Overview

libact is a Python package designed to make active learning easier for real-world users. The package not only implements several popular active learning strategies, but also features the active-learning-by-learning meta-algorithm that assists the users to automatically select the best strategy on the fly. Furthermore, the package provides a unified interface for implementing more strategies, models and application-specific labelers. The package is open-source along with issue trackers on github, and can be easily installed from Python Package Index repository.

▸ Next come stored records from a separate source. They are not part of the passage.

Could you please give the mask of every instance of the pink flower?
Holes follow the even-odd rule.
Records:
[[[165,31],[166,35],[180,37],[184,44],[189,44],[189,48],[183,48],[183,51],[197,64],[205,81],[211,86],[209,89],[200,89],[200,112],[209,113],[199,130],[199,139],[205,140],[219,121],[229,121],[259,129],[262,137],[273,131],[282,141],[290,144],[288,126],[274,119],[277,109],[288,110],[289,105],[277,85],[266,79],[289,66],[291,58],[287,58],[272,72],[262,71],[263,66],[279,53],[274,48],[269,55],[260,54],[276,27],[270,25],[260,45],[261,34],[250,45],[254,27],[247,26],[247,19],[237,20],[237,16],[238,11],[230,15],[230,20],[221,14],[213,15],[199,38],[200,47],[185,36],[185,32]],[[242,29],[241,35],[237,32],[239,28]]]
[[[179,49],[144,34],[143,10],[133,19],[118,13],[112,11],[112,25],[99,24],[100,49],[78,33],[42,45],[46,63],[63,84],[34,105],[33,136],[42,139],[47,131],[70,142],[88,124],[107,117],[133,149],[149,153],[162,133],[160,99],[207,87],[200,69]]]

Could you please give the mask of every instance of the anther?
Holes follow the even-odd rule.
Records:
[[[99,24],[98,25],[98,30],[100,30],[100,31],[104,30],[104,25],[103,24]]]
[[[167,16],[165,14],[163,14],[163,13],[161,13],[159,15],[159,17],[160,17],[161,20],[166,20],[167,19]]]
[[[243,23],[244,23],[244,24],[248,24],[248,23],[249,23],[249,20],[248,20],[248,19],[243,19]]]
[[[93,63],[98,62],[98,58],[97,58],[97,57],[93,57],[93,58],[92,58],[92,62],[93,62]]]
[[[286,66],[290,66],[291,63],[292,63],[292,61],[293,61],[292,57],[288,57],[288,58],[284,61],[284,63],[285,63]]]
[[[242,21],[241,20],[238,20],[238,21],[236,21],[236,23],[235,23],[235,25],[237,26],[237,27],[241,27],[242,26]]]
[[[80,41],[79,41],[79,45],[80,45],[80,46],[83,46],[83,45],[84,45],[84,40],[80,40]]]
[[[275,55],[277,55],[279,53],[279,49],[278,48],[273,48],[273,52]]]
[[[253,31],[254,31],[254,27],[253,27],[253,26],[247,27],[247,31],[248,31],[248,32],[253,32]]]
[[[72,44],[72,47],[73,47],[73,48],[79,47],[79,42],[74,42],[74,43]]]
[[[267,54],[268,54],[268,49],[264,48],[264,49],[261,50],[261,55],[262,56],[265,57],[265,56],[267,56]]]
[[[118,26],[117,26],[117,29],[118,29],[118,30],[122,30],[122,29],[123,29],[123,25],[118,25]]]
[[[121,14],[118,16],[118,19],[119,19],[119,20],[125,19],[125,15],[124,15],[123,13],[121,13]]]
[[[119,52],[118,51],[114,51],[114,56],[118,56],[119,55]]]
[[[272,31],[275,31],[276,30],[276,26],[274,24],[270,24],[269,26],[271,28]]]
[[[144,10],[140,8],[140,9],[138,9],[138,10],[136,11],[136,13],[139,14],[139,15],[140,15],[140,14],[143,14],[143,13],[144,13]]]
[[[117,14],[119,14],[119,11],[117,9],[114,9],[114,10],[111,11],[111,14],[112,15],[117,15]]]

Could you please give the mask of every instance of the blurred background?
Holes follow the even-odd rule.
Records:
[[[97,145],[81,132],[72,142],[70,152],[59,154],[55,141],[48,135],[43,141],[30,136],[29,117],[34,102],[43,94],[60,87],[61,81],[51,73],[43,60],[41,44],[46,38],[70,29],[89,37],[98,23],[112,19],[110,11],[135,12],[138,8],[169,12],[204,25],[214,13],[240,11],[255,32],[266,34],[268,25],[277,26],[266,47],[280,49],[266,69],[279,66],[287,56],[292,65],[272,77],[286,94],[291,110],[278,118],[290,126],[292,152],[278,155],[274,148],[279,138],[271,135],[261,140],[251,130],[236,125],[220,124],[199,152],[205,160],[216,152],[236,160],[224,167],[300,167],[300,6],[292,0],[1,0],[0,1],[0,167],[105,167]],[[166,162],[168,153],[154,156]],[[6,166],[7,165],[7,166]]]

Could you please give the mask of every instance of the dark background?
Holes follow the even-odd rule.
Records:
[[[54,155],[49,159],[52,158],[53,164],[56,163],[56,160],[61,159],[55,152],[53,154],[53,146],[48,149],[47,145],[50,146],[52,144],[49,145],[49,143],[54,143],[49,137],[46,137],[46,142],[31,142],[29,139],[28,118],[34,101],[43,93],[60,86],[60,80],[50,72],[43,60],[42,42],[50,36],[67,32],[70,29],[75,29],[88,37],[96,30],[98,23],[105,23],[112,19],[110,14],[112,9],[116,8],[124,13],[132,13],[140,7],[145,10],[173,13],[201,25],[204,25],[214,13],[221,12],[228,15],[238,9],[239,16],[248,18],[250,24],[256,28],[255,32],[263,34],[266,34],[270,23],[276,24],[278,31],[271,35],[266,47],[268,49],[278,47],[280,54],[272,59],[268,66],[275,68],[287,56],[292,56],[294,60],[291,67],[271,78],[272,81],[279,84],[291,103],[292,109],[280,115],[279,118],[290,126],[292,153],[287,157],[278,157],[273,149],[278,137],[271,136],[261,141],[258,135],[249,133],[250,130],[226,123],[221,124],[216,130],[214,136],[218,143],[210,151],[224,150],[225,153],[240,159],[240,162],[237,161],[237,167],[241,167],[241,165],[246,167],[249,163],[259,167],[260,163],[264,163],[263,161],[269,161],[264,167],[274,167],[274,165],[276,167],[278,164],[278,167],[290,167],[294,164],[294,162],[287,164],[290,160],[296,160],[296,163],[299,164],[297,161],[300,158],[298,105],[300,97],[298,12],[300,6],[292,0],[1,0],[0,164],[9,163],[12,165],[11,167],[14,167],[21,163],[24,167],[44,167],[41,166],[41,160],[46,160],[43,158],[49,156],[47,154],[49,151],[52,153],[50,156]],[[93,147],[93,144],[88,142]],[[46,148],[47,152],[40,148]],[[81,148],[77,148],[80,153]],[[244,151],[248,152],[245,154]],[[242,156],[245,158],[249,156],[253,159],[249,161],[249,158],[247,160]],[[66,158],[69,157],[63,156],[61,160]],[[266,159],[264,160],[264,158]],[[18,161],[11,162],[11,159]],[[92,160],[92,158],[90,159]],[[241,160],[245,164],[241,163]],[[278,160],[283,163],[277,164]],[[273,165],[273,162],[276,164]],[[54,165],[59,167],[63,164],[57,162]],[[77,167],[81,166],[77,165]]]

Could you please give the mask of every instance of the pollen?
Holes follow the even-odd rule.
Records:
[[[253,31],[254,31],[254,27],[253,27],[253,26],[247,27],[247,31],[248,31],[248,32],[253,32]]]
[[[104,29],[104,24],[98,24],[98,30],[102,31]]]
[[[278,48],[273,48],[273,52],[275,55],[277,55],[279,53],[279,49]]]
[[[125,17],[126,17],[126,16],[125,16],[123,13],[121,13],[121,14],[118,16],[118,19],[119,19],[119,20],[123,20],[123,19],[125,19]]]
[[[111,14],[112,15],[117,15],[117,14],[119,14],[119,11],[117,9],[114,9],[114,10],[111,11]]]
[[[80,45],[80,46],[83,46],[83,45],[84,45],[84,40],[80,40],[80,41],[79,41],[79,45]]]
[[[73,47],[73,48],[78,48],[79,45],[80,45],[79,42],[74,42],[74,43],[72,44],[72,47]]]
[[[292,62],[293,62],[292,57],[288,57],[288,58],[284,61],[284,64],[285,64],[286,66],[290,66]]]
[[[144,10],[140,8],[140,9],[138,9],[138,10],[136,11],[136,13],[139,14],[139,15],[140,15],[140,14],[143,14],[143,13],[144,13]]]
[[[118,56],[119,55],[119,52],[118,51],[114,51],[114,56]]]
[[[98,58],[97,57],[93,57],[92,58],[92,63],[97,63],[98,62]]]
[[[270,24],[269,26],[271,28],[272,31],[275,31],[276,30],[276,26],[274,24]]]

Currently libact supports pool-based active learning problems, which consist of a set of labeled examples, a set of unlabeled examples, a supervised learning model, and a labeling oracle. In each iteration of active learning, the algorithm (also called a query strategy) queries the oracle to label an unlabeled example. The model can then be improved by the newly-labeled example. The goal is to use as few queries as possible for the model to achieve decent learning performance. Based on the components above, we have designed the following four interfaces for libact.

Dataset

A libact.base.dataset.Dataset object stores the labeled set and the unlabeled set. Each unlabeled or labeled example within a Dataset object is assigned with a unique identifier. After retrieving the label for an unlabeled example from the Labeler (the oracle to be discussed below), the update method is used to assign the label to the example, referenced by its identifier.

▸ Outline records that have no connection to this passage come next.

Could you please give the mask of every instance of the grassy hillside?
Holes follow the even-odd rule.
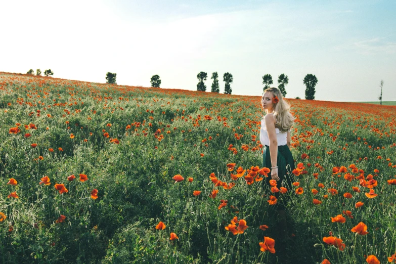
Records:
[[[259,97],[0,73],[1,261],[276,263],[286,247],[283,263],[385,263],[396,252],[396,107],[287,101],[300,169],[281,242],[255,172]],[[240,234],[226,229],[233,219]],[[360,222],[368,234],[351,231]]]

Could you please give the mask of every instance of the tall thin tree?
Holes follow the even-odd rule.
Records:
[[[381,95],[380,95],[378,99],[380,100],[380,104],[382,105],[382,86],[384,86],[384,81],[381,80],[381,82],[379,83],[379,86],[381,87]]]
[[[199,81],[197,83],[197,91],[205,92],[206,91],[206,85],[203,83],[203,81],[206,80],[208,74],[203,71],[201,71],[197,75],[197,78]]]
[[[289,77],[284,73],[282,73],[278,77],[278,88],[282,93],[283,97],[286,96],[287,92],[286,91],[285,86],[289,83]]]
[[[263,90],[269,88],[270,84],[272,84],[273,81],[272,80],[272,76],[271,74],[266,74],[262,76],[262,84],[264,84],[264,88]]]
[[[212,83],[212,93],[219,93],[220,87],[218,86],[218,74],[217,72],[215,71],[212,73],[212,77],[211,79],[213,79],[213,83]]]
[[[226,82],[226,85],[224,87],[224,93],[227,95],[231,95],[232,92],[232,89],[231,89],[231,86],[230,85],[230,83],[232,83],[234,80],[232,74],[229,72],[225,73],[223,75],[223,80]]]

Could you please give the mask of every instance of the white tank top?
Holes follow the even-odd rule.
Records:
[[[290,131],[290,129],[288,131]],[[287,144],[287,132],[281,133],[279,128],[275,128],[278,146],[283,146]],[[261,119],[261,128],[260,129],[260,142],[261,144],[270,146],[270,139],[268,138],[268,133],[266,126],[266,120]]]

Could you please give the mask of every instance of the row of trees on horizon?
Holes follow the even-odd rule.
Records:
[[[27,74],[34,75],[34,72],[33,69],[31,69],[29,70],[27,72]],[[40,70],[40,69],[37,69],[36,70],[36,75],[41,76],[41,70]],[[44,71],[44,75],[46,76],[53,75],[54,72],[51,71],[51,69],[46,70]],[[205,84],[204,81],[206,80],[207,77],[207,73],[204,71],[201,71],[197,75],[197,78],[199,80],[198,83],[197,83],[197,91],[201,92],[206,91],[206,85]],[[106,82],[107,83],[116,84],[116,78],[117,73],[108,72],[106,73]],[[211,93],[219,93],[220,87],[218,84],[218,73],[217,73],[217,72],[212,73],[212,76],[210,78],[213,79],[210,92]],[[232,74],[229,72],[226,72],[223,74],[223,81],[225,82],[224,94],[228,95],[231,94],[232,89],[231,89],[230,83],[232,83],[233,81],[234,77]],[[315,75],[309,73],[304,77],[302,82],[306,87],[305,90],[305,99],[306,100],[315,100],[316,93],[315,87],[318,83],[318,78]],[[159,75],[156,74],[151,76],[150,83],[151,83],[152,87],[159,88],[160,85],[161,85],[161,79],[160,78]],[[264,76],[262,76],[262,84],[264,84],[263,91],[271,87],[271,85],[273,83],[274,81],[272,79],[272,76],[271,74],[264,75]],[[287,94],[286,90],[286,86],[288,83],[289,77],[287,75],[282,73],[278,76],[278,88],[280,90],[283,97],[286,97],[286,95]],[[381,94],[378,97],[381,105],[382,104],[382,87],[384,81],[382,80],[381,80],[381,83],[379,85],[381,88]],[[299,99],[300,98],[297,97],[296,97],[295,99]]]

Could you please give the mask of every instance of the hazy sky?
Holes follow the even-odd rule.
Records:
[[[197,74],[234,76],[233,94],[261,95],[289,77],[287,98],[396,101],[396,1],[0,1],[0,71],[196,90]]]

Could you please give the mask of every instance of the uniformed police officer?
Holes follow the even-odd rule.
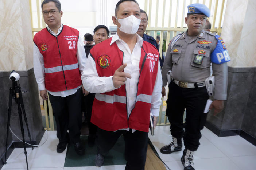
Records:
[[[210,76],[212,63],[215,78],[215,100],[210,109],[214,109],[215,115],[223,109],[223,101],[226,99],[226,62],[230,59],[223,39],[203,29],[210,16],[208,8],[202,4],[194,4],[189,5],[188,9],[185,18],[188,29],[171,40],[162,71],[163,96],[165,95],[167,73],[172,71],[166,116],[171,123],[172,142],[162,147],[160,151],[167,154],[181,150],[183,116],[186,108],[185,149],[181,161],[184,170],[194,170],[193,155],[200,145],[200,130],[207,116],[203,111],[209,98],[205,81]]]

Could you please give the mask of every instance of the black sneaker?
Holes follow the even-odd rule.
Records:
[[[184,166],[184,170],[195,170],[193,160],[193,155],[195,152],[192,152],[185,148],[183,151],[183,155],[181,157],[181,162]]]
[[[100,154],[97,154],[95,158],[95,165],[97,167],[100,167],[104,162],[104,157]]]
[[[182,148],[182,142],[181,138],[177,138],[172,137],[172,142],[169,145],[163,146],[160,149],[161,153],[170,154],[174,152],[181,151]]]

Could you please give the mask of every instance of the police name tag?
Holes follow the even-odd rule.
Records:
[[[203,60],[203,56],[202,56],[197,55],[195,56],[195,59],[194,60],[194,62],[193,62],[197,64],[202,64],[202,61]]]

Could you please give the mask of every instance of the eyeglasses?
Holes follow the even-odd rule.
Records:
[[[142,24],[147,24],[148,23],[148,21],[146,20],[141,20],[140,22]]]
[[[55,14],[57,12],[59,12],[59,11],[57,10],[51,10],[49,11],[43,11],[42,12],[42,13],[43,15],[48,15],[48,14],[50,13],[51,14]]]

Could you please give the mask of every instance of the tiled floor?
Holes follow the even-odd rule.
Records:
[[[169,155],[161,153],[160,149],[171,140],[169,126],[157,126],[155,135],[149,137],[162,159],[172,170],[182,170],[182,152]],[[197,170],[245,170],[256,169],[256,147],[239,136],[218,137],[205,128],[202,131],[200,145],[195,154]],[[45,142],[45,143],[44,143]],[[28,166],[31,170],[119,170],[125,165],[64,167],[66,150],[56,151],[58,140],[56,131],[46,132],[38,148],[27,150]],[[14,149],[3,170],[26,170],[23,148]]]

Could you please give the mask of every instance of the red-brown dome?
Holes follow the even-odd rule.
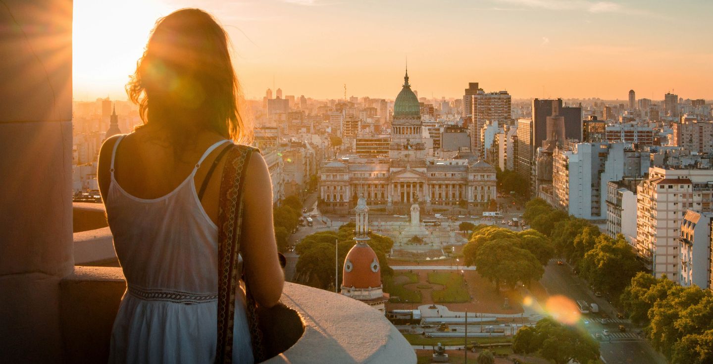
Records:
[[[344,260],[342,285],[355,288],[381,286],[381,267],[376,253],[366,243],[354,245]]]

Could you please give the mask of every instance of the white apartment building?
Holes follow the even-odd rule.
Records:
[[[679,229],[686,211],[712,211],[713,169],[649,168],[637,188],[636,251],[657,278],[679,281]]]
[[[636,243],[636,186],[622,181],[607,183],[607,235],[622,234],[632,246]]]
[[[607,218],[607,182],[643,176],[649,166],[647,153],[623,143],[570,143],[555,148],[553,156],[557,206],[588,220]]]
[[[688,210],[681,222],[678,283],[710,288],[711,218],[713,213]]]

Internally, Dataset also maintains a callback queue. The on_update method can be used to register callback functions, which will be called after each update to the Dataset. The callback functions can be used for active learning algorithms that need to update their internal states after querying the oracle.

Labeler

A libact.base.interfaces.Labeler object plays the role of the oracle in the given active learning problem. Its label method takes in an unlabeled example and returns the retrieved label.

QueryStrategy

A libact.base.interfaces.QueryStrategy object implements an active learning algorithm. Each QueryStrategy object is associated with a Dataset object. When a QueryStrategy object is initialized, it will automatically register its update method as a callback function to the associated Dataset to be informed of any Dataset updates. The make_query method of a QueryStrategy object returns the identifier of an unlabeled example that the object (active learning algorithm) wants to query.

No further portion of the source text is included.